Para o presidente da General Eletric, Jeff Immelt, ainda é cedo para avaliar os impactos do vazamento radioativo na indústria de energia nuclear.

“Ainda estamos nos primeiros dias do caso. Tudo é muito recente para que se tire alguma conclusão sobre o futuro da energia nuclear. São quase 50 anos de utilização da eletricidade gerada por essas usinas, as pessoas devem olhar todo esse histórico antes de fazer julgamentos”, afirmou Immelt para a agência Reuters.

Esta também é a opinião da AIEA, que se manifestou atravéz de um porta-voz dizendo que ainda é prematuro adotar qualquer decisão de longo prazo. A agência acredita que o caso japonês ainda deve ser analisado antes que seja possível pensar em ações concretas.

Se ainda não é possível descrever os impactos para o futuro da energia nuclear, uma coisa certa é que o setor está muito mais vulnerável a críticas.

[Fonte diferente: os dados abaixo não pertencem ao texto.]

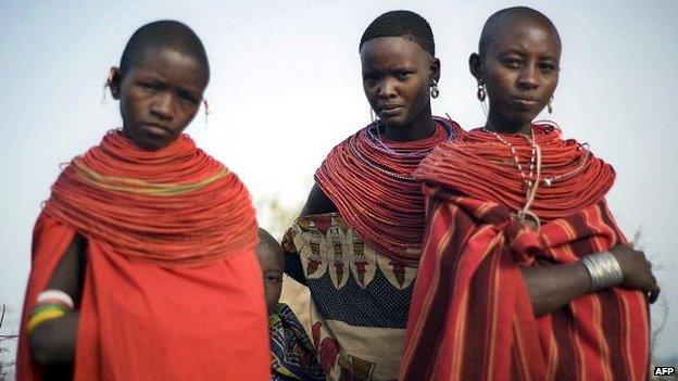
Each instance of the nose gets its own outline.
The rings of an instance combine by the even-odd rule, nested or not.
[[[174,118],[174,97],[168,92],[159,93],[151,104],[151,113],[163,120]]]
[[[390,78],[384,78],[379,81],[379,98],[389,99],[395,97],[395,81]]]
[[[525,65],[518,77],[518,87],[525,90],[531,90],[539,87],[539,73],[533,65]]]

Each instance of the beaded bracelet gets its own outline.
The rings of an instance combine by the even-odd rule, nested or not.
[[[45,290],[38,294],[37,305],[41,304],[59,304],[66,308],[73,309],[73,299],[71,295],[61,290]]]
[[[580,261],[591,276],[591,292],[617,285],[624,280],[622,267],[610,252],[585,256]]]
[[[26,332],[30,334],[39,325],[60,318],[73,309],[71,295],[61,290],[45,290],[38,294],[36,306],[26,322]]]
[[[68,313],[68,308],[58,304],[43,304],[36,307],[26,323],[26,332],[30,334],[39,325],[62,317]]]

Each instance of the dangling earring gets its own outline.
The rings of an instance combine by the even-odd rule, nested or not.
[[[438,90],[438,81],[432,79],[434,85],[431,86],[431,98],[436,99],[440,96],[440,90]]]
[[[101,105],[105,104],[105,90],[113,85],[113,77],[115,76],[115,69],[111,67],[109,69],[109,76],[106,77],[106,81],[103,84],[103,92],[101,93]]]
[[[478,92],[476,93],[478,100],[480,102],[485,102],[485,98],[487,97],[487,90],[485,88],[485,84],[481,80],[478,80]]]
[[[203,98],[202,104],[205,106],[205,127],[208,127],[208,116],[210,115],[210,102],[208,102],[206,98]]]

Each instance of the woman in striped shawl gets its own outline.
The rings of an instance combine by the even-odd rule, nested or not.
[[[439,145],[424,181],[427,232],[404,380],[643,380],[642,252],[605,204],[614,169],[532,119],[558,80],[561,40],[527,8],[492,15],[470,56],[485,127]]]

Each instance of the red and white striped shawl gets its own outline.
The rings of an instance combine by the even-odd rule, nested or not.
[[[424,167],[440,158],[431,155]],[[519,271],[536,259],[567,264],[626,243],[603,198],[536,233],[497,200],[450,190],[454,173],[435,181],[431,172],[417,172],[427,181],[427,232],[403,380],[646,379],[650,327],[641,292],[613,288],[535,318]]]

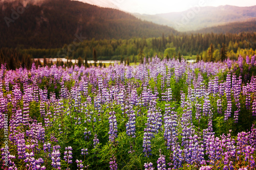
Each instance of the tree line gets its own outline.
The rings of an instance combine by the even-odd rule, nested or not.
[[[237,59],[255,54],[256,33],[239,34],[183,34],[162,37],[129,39],[85,40],[79,45],[71,48],[65,44],[61,48],[2,48],[0,62],[10,63],[11,68],[22,65],[29,67],[30,60],[42,58],[65,57],[68,59],[94,60],[129,60],[141,62],[144,57],[158,55],[161,58],[178,58],[181,55],[197,55],[197,59],[205,61],[223,60],[227,57]],[[65,49],[68,53],[63,53]],[[60,53],[60,52],[61,53]],[[95,62],[96,63],[96,62]]]

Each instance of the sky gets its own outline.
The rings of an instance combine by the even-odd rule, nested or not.
[[[131,13],[156,14],[172,12],[181,12],[199,6],[218,7],[232,5],[248,7],[256,5],[255,0],[78,0],[96,5],[104,4],[104,7],[117,7]],[[107,7],[108,6],[109,7]]]

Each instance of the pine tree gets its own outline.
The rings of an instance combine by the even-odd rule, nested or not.
[[[208,51],[208,61],[210,62],[213,62],[214,61],[214,46],[212,45],[212,44],[211,43],[210,45],[210,47],[209,48],[209,50]]]
[[[221,59],[224,61],[227,58],[227,51],[226,51],[226,46],[222,43],[222,47],[221,49]]]

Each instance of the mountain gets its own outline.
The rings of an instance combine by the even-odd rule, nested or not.
[[[198,7],[181,12],[156,15],[133,14],[142,20],[172,27],[179,31],[188,31],[256,18],[256,6]]]
[[[39,1],[0,3],[0,18],[4,18],[0,19],[0,46],[55,48],[75,43],[77,37],[119,39],[178,33],[117,9],[70,0]]]
[[[255,32],[256,19],[244,22],[234,22],[224,25],[202,29],[192,33],[225,34],[227,33],[238,34],[241,32]]]

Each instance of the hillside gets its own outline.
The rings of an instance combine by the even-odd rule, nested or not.
[[[241,32],[256,32],[256,19],[244,22],[235,22],[216,27],[206,28],[193,33],[225,34],[227,33],[238,34]]]
[[[55,48],[82,39],[129,39],[177,34],[174,29],[142,21],[113,9],[70,0],[46,0],[23,8],[23,1],[0,3],[0,46]],[[23,3],[24,4],[24,3]],[[9,25],[9,26],[8,26]],[[9,26],[9,27],[8,27]]]
[[[181,12],[153,15],[133,15],[142,20],[172,27],[179,31],[189,31],[256,18],[256,6],[246,7],[229,5],[218,7],[203,7],[190,8]]]

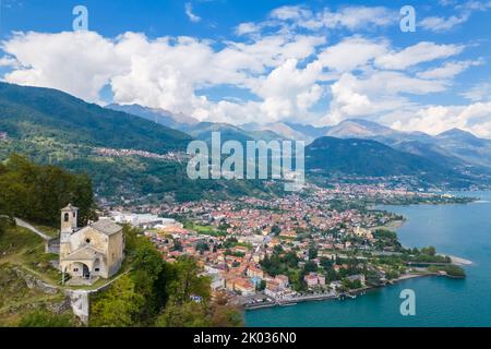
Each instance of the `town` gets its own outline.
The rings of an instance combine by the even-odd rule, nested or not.
[[[404,217],[369,206],[457,200],[452,195],[359,184],[309,184],[306,191],[271,200],[106,207],[105,214],[141,228],[169,263],[194,256],[213,291],[249,309],[356,297],[429,275],[424,263],[451,262],[431,249],[403,248],[393,230]]]

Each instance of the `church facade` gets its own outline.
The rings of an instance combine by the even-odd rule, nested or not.
[[[72,281],[91,284],[110,278],[124,260],[122,227],[101,219],[87,227],[77,227],[79,209],[68,205],[61,209],[60,270],[70,275]]]

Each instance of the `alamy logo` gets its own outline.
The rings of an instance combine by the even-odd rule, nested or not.
[[[295,147],[294,147],[295,145]],[[226,180],[283,180],[285,191],[300,191],[306,182],[306,144],[301,141],[227,141],[212,133],[212,152],[203,141],[188,146],[188,177]],[[295,163],[295,169],[294,169]]]
[[[403,316],[416,316],[416,293],[414,290],[403,290],[400,292],[400,299],[404,299],[400,304],[400,315]]]
[[[76,5],[72,11],[76,17],[73,20],[73,32],[88,31],[88,10],[84,5]]]

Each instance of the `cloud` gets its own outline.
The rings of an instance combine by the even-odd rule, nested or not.
[[[491,100],[491,84],[480,83],[460,95],[471,101],[489,101]]]
[[[375,60],[383,69],[404,70],[422,62],[456,56],[464,50],[463,45],[436,45],[422,41],[398,52],[390,52]]]
[[[439,134],[450,129],[462,129],[481,137],[491,137],[491,103],[468,106],[431,106],[420,109],[408,120],[399,120],[393,127],[404,131],[426,130]]]
[[[452,15],[450,17],[430,16],[420,22],[420,26],[428,31],[446,32],[453,27],[466,23],[470,17],[470,13],[463,13],[462,15]]]
[[[193,23],[201,22],[201,17],[193,13],[193,5],[191,4],[191,2],[187,2],[184,4],[184,10],[185,10],[185,15],[188,16],[188,19],[191,22],[193,22]]]
[[[441,0],[440,4],[443,7],[453,7],[457,13],[446,17],[428,16],[420,22],[420,26],[423,29],[436,33],[447,32],[469,21],[474,12],[491,9],[491,1],[469,0],[459,3],[453,0]]]
[[[421,79],[452,79],[470,67],[479,65],[482,62],[480,60],[476,61],[456,61],[456,62],[445,62],[442,67],[430,69],[418,73],[418,77]]]
[[[113,103],[163,108],[202,121],[332,124],[359,117],[433,132],[447,117],[456,120],[450,124],[480,134],[491,130],[482,117],[458,123],[456,116],[463,111],[457,107],[443,112],[419,103],[419,96],[447,92],[458,74],[484,63],[459,59],[466,46],[420,41],[395,47],[371,31],[325,35],[326,29],[346,34],[388,26],[398,19],[393,14],[380,7],[316,12],[283,7],[263,22],[235,28],[246,37],[215,41],[185,36],[151,39],[137,33],[113,38],[93,32],[15,33],[2,43],[0,65],[8,69],[3,79],[10,83],[58,88],[99,104],[100,91],[109,86]],[[211,88],[226,93],[212,100]],[[480,88],[465,97],[486,104],[487,89]],[[465,115],[481,116],[479,108]]]

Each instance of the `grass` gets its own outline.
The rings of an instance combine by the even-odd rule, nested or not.
[[[16,326],[22,316],[33,310],[64,300],[61,292],[46,294],[41,290],[29,289],[13,267],[10,263],[0,263],[0,327]]]
[[[45,241],[25,228],[9,228],[0,238],[0,264],[19,265],[51,285],[59,285],[60,272],[50,264],[53,260],[58,255],[45,253]]]
[[[60,236],[60,230],[56,229],[53,227],[48,227],[48,226],[41,226],[41,225],[34,225],[31,224],[34,228],[36,228],[37,230],[39,230],[40,232],[46,233],[47,236],[51,237],[51,238],[58,238]]]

Um exemplo disso foram os 50 mil alemães que protestaram em Berlim neste fim de semana para pedir que o governo pare com a sua política de extender a vida dos reatores. Em 2010, a Alemanha decidiu extender por mais 12 anos a utilização dos reatores que deveriam ser aposentados.

Outra certeza é o ganho de força das fontes renováveis, como deixa claro a porta-voz do governo das Filipinas, Abigail Valte, que afirmou que não é hora de se pensar em usinas nucleares no país. “Fontes alternativas são menos polêmicas e não encontram tanta oposição. São tecnologias que agradam a todos”, concluiu.